IV

На слѣдующій день утромъ пріѣзжіе спали долго. Самоплясовъ проснулся въ одиннадцать часовъ и вышелъ изъ своей спальни къ утреннему чаю въ синемъ шелковомъ халатѣ съ желтой оторочкой, а Холмогоровъ валялся еще дольше и, проснувшись, потребовалъ, чтобъ Колодкинъ подалъ ему кофе въ постель. Спалъ онъ въ отдѣльной отъ Самоплясова комнатѣ. Самоплясову было скучно пить чай одному. Онъ заглянулъ въ комнату Холмогорова и не утерпѣлъ, чтобы не упрекнуть его.

— Сколько у тебя чванства, такъ это даже удивительно! Развѣ я затѣмъ тебя взялъ съ собой въ деревню, чтобы ты куражился и носъ отъ меня воротилъ? Я тебя взялъ для компаніи. А гдѣ эта компанія, если ты даже чай пить со мной не желаешь! И вчера тоже… Сидишь надувшись, словно мышь на крупу. Ни одного отъ тебя веселаго слова!..

— А я къ тебѣ въ шуты пошелъ, что-ли? Я пошелъ къ тебѣ, чтобы тонъ тебѣ задавать, чтобы отполировывать тебя, сѣраго мужика, — огрызнулся Холмогоровъ. — Да… Чтобы показать тебѣ, какъ богатые люди жить должны.

— Врешь. Никто тебя въ шуты не рядитъ, но какъ адьютантъ, ты долженъ быть при мнѣ.

— Понравилось дураку глупое слово, а онъ и носится съ нимъ, какъ съ писаной торбой. У меня голова болитъ. Я нездоровъ. Не могу сейчасъ встать.

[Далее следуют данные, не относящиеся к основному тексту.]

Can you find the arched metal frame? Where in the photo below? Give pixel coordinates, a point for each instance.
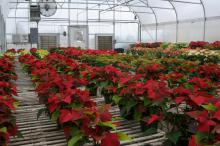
(146, 4)
(177, 18)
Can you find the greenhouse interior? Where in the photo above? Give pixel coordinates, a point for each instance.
(109, 73)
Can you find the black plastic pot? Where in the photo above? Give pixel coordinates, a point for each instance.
(180, 142)
(149, 129)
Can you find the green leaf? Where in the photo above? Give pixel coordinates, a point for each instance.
(123, 137)
(40, 112)
(146, 102)
(108, 124)
(210, 107)
(149, 131)
(188, 86)
(116, 99)
(174, 136)
(73, 141)
(104, 84)
(137, 115)
(129, 105)
(4, 130)
(200, 136)
(20, 135)
(55, 115)
(16, 104)
(117, 118)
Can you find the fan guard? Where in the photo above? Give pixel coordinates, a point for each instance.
(47, 7)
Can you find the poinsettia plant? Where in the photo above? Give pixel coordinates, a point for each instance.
(8, 104)
(56, 78)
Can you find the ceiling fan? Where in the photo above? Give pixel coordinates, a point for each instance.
(47, 7)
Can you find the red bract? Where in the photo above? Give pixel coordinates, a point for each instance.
(69, 116)
(153, 118)
(156, 90)
(111, 139)
(57, 80)
(151, 71)
(198, 44)
(7, 102)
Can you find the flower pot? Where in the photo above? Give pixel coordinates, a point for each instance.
(127, 116)
(149, 129)
(181, 142)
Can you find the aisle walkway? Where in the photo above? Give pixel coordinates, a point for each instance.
(43, 132)
(40, 132)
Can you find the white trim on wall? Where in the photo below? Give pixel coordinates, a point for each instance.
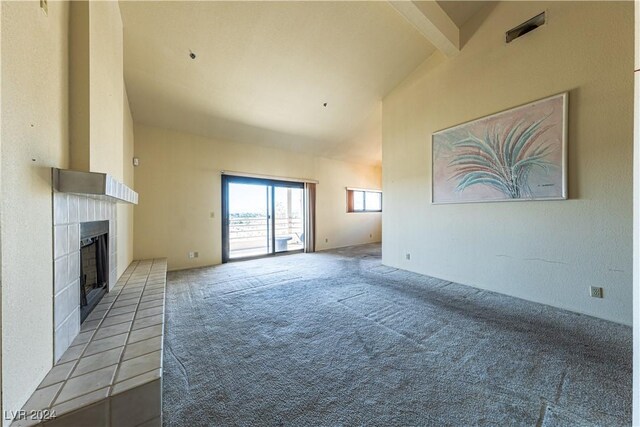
(277, 178)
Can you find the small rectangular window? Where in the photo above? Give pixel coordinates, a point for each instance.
(359, 200)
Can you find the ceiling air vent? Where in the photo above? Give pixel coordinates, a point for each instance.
(525, 27)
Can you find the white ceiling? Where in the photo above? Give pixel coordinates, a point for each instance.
(264, 69)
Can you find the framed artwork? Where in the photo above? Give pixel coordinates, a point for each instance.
(517, 154)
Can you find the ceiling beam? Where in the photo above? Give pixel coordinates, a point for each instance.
(432, 22)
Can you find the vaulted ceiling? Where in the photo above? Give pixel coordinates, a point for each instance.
(263, 71)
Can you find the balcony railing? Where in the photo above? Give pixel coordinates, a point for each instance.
(252, 236)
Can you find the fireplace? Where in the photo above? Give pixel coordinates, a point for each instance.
(84, 225)
(94, 265)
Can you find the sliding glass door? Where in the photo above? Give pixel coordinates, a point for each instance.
(261, 217)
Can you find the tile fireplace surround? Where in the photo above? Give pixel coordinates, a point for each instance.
(112, 373)
(69, 210)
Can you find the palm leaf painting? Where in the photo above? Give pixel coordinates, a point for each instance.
(513, 155)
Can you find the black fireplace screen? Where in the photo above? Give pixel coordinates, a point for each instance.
(94, 265)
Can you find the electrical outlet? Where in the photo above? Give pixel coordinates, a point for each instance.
(596, 292)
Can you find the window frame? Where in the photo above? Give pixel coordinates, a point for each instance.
(350, 200)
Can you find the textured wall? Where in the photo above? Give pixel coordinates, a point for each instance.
(35, 138)
(548, 252)
(179, 185)
(125, 211)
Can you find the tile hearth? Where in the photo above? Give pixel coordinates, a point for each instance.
(112, 372)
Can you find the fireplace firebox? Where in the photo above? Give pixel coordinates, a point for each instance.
(94, 265)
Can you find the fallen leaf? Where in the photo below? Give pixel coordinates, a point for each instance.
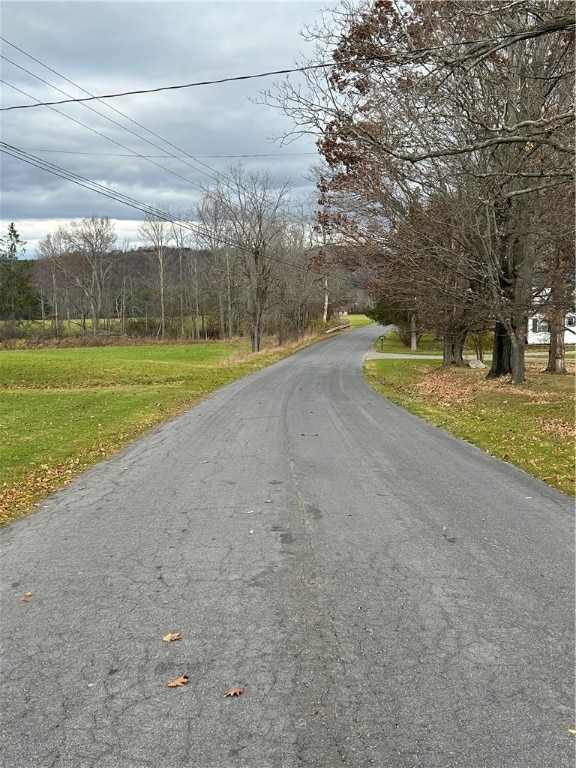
(234, 692)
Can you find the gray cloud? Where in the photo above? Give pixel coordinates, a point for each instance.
(110, 47)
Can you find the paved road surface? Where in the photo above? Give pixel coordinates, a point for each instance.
(404, 600)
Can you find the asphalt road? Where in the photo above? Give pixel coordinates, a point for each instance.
(385, 594)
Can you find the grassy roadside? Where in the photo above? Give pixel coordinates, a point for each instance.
(529, 425)
(62, 410)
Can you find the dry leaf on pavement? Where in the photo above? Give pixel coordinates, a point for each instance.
(234, 692)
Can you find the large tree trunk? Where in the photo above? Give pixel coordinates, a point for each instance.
(556, 352)
(413, 334)
(501, 349)
(454, 340)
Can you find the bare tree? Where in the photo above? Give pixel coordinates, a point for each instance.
(92, 240)
(158, 233)
(477, 100)
(249, 215)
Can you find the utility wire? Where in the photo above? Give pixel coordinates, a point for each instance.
(277, 155)
(119, 125)
(171, 87)
(113, 109)
(108, 138)
(129, 201)
(564, 23)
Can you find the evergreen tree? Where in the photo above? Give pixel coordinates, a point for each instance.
(19, 300)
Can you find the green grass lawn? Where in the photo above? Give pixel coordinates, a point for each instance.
(530, 425)
(62, 410)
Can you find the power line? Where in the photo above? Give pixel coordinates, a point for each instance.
(108, 154)
(171, 87)
(545, 28)
(114, 122)
(108, 138)
(131, 202)
(113, 109)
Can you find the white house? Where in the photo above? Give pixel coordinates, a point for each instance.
(539, 332)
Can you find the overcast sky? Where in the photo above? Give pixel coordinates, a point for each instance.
(109, 47)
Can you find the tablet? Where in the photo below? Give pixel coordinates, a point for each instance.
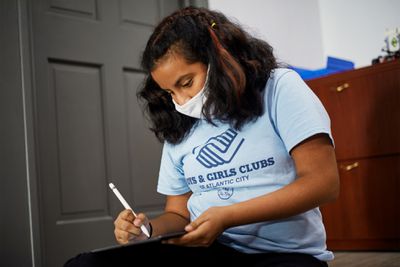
(141, 242)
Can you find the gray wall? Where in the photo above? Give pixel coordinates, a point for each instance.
(15, 246)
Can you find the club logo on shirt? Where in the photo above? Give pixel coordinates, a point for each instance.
(219, 150)
(225, 193)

Холмогоровъ продолжалъ валяться въ постели. Самоплясову было скучно одному. Онъ думалъ одѣться и идти къ учителю, но были будни и учитель былъ занятъ до двухъ часовъ дня въ школѣ съ учениками. Онъ позвалъ къ себѣ тетку Соломониду Сергѣевну.

— Выпей со мной чайку-то, тетенька, да разскажи что-нибудь про деревню, — сказалъ Самоплясовъ. — Пріѣхалъ я въ свой домъ на родину, а ты хоть-бы слово…

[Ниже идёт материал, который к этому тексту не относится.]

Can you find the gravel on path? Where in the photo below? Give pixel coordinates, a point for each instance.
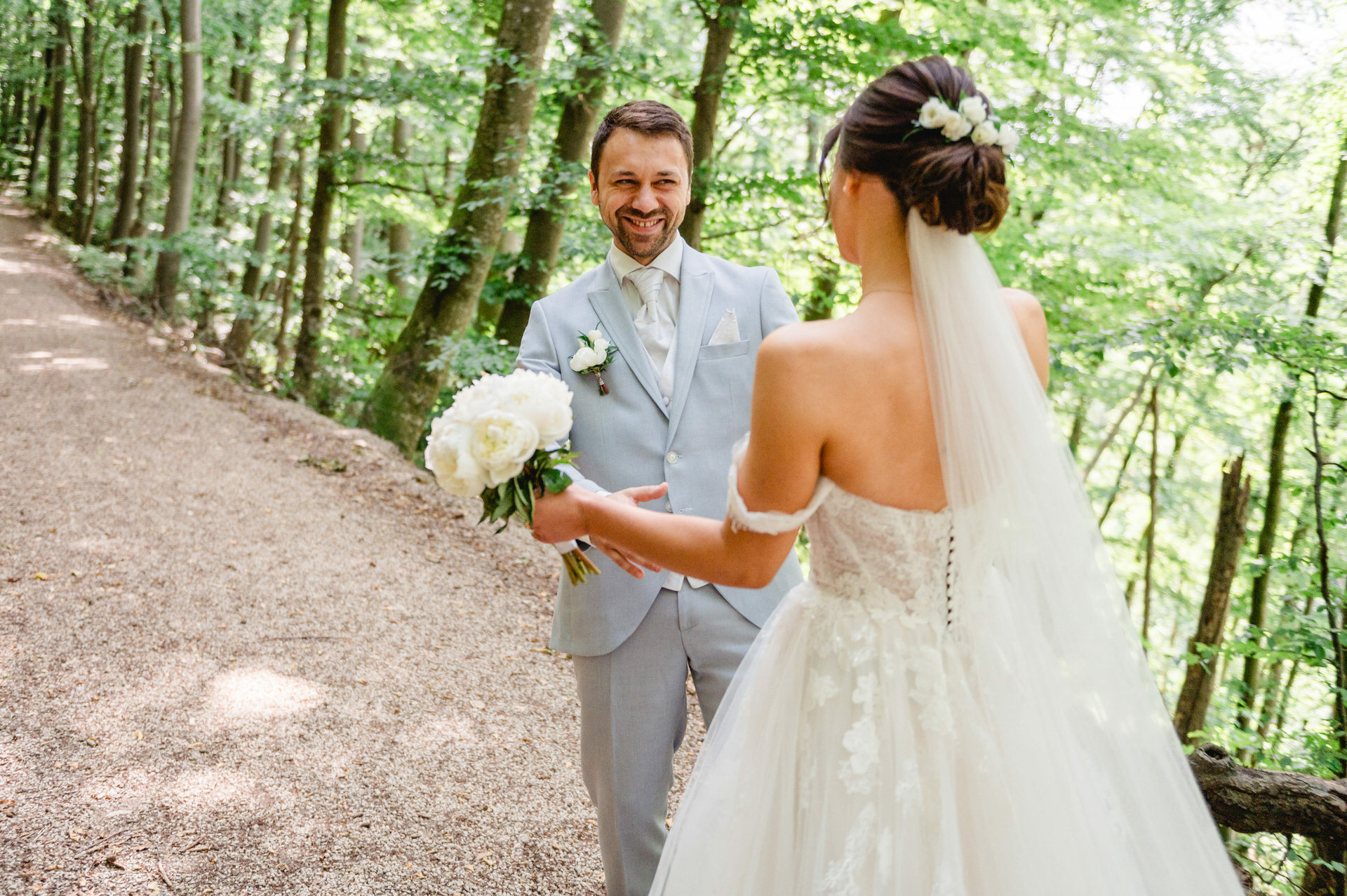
(244, 650)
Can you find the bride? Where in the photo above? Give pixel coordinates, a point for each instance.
(957, 702)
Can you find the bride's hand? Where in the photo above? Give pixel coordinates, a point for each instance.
(561, 518)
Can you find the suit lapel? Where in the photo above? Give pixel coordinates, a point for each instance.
(620, 328)
(697, 285)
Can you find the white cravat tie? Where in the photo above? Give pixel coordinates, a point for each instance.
(654, 325)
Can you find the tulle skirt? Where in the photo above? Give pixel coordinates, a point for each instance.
(876, 747)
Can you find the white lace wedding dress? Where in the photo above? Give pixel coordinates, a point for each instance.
(956, 702)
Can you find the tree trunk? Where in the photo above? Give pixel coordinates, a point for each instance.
(354, 237)
(1253, 799)
(320, 220)
(58, 104)
(178, 215)
(85, 89)
(134, 74)
(1117, 424)
(406, 391)
(241, 330)
(293, 240)
(547, 220)
(399, 234)
(1122, 468)
(1276, 457)
(1148, 582)
(231, 149)
(39, 120)
(138, 228)
(706, 105)
(1229, 540)
(818, 306)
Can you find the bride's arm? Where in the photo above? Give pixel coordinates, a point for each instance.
(779, 472)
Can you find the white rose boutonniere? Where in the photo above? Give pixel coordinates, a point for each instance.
(594, 354)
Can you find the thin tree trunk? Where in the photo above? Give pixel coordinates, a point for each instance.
(399, 234)
(406, 391)
(706, 105)
(58, 104)
(1278, 452)
(135, 255)
(1078, 426)
(818, 306)
(320, 220)
(88, 126)
(354, 237)
(241, 330)
(293, 241)
(39, 120)
(178, 215)
(1229, 540)
(1117, 424)
(134, 73)
(1148, 581)
(547, 220)
(1122, 468)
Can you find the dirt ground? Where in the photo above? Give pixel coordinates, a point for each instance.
(244, 650)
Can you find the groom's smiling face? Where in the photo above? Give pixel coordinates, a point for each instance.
(641, 190)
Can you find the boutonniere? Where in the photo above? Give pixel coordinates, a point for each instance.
(594, 354)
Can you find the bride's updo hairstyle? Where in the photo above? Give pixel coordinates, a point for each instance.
(957, 185)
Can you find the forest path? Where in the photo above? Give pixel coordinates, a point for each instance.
(227, 670)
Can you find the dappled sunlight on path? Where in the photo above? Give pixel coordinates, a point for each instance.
(224, 669)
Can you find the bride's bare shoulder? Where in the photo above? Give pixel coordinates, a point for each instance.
(1033, 328)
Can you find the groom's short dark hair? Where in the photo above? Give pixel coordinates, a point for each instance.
(644, 116)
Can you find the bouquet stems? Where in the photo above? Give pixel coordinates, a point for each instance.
(578, 566)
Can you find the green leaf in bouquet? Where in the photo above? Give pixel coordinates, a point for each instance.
(556, 481)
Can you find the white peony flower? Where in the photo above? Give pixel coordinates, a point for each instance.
(957, 128)
(502, 442)
(448, 457)
(974, 109)
(585, 359)
(934, 114)
(985, 134)
(540, 399)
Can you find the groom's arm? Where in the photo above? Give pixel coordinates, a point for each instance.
(538, 354)
(775, 305)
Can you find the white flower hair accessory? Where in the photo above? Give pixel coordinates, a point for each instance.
(970, 120)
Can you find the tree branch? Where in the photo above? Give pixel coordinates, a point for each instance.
(1253, 799)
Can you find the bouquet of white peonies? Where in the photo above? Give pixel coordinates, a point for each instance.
(492, 442)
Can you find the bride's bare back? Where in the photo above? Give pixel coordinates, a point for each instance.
(856, 395)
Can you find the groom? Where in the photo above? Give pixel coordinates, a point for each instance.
(678, 396)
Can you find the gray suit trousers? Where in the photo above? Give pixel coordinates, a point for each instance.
(634, 714)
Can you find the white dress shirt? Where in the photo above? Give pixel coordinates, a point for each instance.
(671, 263)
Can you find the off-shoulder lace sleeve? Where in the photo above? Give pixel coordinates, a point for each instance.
(767, 522)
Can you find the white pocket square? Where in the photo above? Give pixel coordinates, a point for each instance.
(728, 330)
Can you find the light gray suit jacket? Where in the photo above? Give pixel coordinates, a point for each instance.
(628, 439)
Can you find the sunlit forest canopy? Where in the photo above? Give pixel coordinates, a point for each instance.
(354, 203)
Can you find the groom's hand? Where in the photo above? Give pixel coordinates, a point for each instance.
(628, 561)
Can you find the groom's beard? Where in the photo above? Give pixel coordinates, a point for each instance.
(644, 244)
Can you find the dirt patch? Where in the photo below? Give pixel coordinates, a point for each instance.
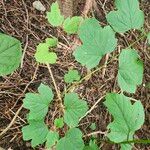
(21, 20)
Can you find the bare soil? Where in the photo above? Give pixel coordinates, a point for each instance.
(19, 19)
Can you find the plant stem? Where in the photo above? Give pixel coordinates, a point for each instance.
(56, 88)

— Да ты теперь такой баринъ сталъ, что я къ тебѣ и подступиться боюсь, — отвѣчала тетка, присаживаясь къ столу. — Вонъ у тебя кафтанъ-то какой! У нашего попа рясы такой парадной нѣтъ, — кивнула она на халатъ.

— Эхъ, тетенька! Надо-же когда-нибудь пожить въ охотку и помянуть благодѣянія покойнаго папеньки. Помотаюсь малость и буду искать въ Петербургѣ невѣсту. Женюсь и стану наживать деньги, какъ покойникъ папенька наживалъ.

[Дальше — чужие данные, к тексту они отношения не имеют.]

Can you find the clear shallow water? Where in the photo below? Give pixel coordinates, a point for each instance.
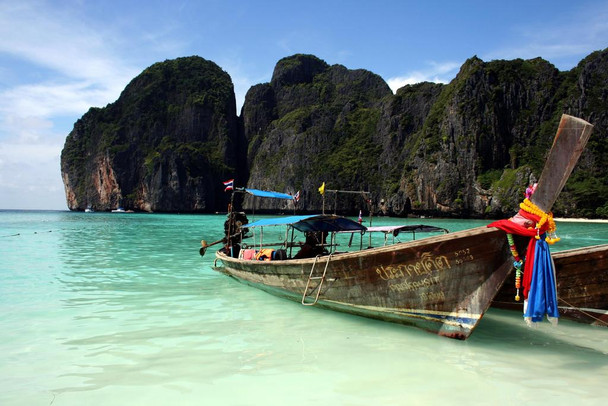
(121, 309)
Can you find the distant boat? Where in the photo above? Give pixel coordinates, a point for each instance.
(442, 284)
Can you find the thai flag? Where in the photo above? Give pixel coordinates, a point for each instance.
(229, 185)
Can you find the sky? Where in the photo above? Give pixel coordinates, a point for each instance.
(60, 58)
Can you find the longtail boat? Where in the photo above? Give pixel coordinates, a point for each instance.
(582, 286)
(442, 284)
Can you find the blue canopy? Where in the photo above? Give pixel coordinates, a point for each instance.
(317, 222)
(264, 193)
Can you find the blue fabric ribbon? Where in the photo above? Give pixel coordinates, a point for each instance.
(542, 297)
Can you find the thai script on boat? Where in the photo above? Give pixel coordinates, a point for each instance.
(427, 265)
(408, 286)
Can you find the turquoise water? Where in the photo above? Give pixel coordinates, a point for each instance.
(120, 309)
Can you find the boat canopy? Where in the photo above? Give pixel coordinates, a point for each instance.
(317, 222)
(265, 193)
(395, 230)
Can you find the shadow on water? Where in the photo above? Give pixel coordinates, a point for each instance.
(577, 345)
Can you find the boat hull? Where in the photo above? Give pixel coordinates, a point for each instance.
(443, 285)
(582, 285)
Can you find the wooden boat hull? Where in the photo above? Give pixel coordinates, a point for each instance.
(443, 285)
(582, 285)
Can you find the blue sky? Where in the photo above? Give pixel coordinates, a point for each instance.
(59, 58)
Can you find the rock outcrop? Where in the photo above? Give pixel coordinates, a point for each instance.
(162, 146)
(468, 148)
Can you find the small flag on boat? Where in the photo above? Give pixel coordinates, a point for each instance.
(229, 185)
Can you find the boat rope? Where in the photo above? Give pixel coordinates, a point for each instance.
(583, 312)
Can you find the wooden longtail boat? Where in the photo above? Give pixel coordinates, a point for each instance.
(582, 286)
(442, 284)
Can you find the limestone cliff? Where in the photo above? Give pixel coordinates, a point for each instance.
(467, 148)
(162, 146)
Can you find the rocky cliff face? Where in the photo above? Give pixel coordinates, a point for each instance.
(162, 146)
(467, 148)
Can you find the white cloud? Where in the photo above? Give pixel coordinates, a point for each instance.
(563, 43)
(436, 72)
(39, 41)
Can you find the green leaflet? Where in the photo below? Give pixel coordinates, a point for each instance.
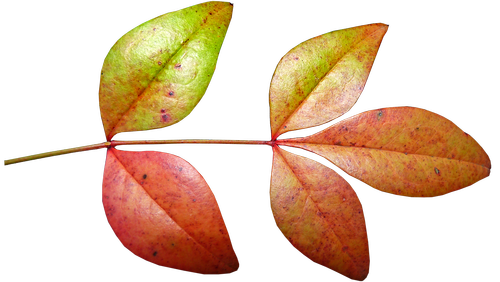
(157, 73)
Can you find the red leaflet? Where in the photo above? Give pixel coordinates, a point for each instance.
(405, 151)
(319, 213)
(161, 208)
(163, 211)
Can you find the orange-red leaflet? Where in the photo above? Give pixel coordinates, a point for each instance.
(163, 211)
(405, 151)
(321, 78)
(319, 213)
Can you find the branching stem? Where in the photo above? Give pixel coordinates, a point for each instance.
(105, 145)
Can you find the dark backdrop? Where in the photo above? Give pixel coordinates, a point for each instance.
(438, 57)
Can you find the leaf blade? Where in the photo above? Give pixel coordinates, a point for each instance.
(321, 78)
(404, 151)
(320, 214)
(157, 73)
(163, 211)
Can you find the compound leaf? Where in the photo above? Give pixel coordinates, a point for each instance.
(163, 211)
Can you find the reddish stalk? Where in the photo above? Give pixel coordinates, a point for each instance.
(105, 145)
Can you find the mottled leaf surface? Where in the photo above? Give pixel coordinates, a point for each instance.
(319, 213)
(163, 211)
(321, 78)
(405, 151)
(157, 73)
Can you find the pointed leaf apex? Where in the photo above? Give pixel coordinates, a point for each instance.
(321, 78)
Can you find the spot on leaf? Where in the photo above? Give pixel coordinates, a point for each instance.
(164, 118)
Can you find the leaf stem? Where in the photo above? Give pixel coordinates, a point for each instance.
(55, 153)
(191, 142)
(105, 145)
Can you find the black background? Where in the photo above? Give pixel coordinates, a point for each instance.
(442, 58)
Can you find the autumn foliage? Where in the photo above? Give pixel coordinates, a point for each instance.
(163, 210)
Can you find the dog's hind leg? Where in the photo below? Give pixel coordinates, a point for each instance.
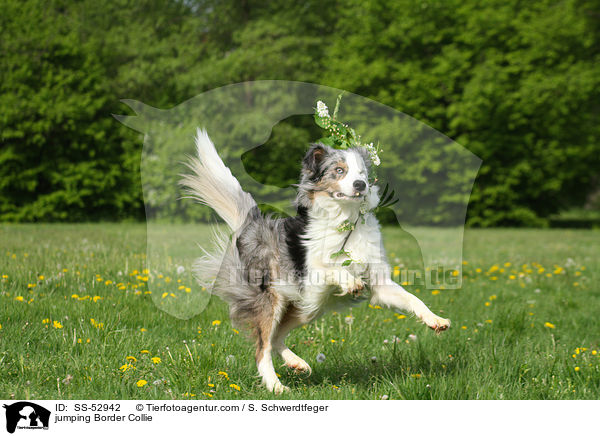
(265, 325)
(393, 295)
(289, 321)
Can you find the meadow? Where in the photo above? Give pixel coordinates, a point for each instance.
(81, 318)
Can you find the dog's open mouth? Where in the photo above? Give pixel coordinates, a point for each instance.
(340, 195)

— Да, тебѣ слѣдуетъ, слѣдуетъ поминать папеньку-благодѣтеля, — проговорила тетка, наливая себѣ чаю. — Слѣдуетъ и здѣсь помянуть, на родинѣ его. Отслужить въ нашей церкви заупокойную обѣдню, а потомъ поминки блинами и киселемъ. Мнѣ ужъ говорили сегодня про это, приходили и говорили. Даже прямо спрашивали, когда поминовеніе будетъ.

— Ну-у? Кто-же это спрашивалъ? — удивился Самоплясовъ.

— Да ты еще почивалъ, какъ здѣсь ужъ была ступа непротолченая нашихъ родственниковъ. Пришли и желали тебя поздравить съ пріѣздомъ. Очень удивились, что ты спалъ, а я имъ и говорю: «онъ теперь въ барины вышелъ, вамъ, говорю, не пара, „вонъ; говорю, стряпуна“ себѣ привезъ и баринъ, говорю, у него на службѣ, на манеръ какъ-бы управляющій». Ну, вотъ и спрашивали, когда поминки по отцѣ править будешь. Придутъ еще… Въ обѣдъ придутъ. Я сказала, что только къ обѣду встанешь. Вотъ они и спрашивали, когда поминки будутъ.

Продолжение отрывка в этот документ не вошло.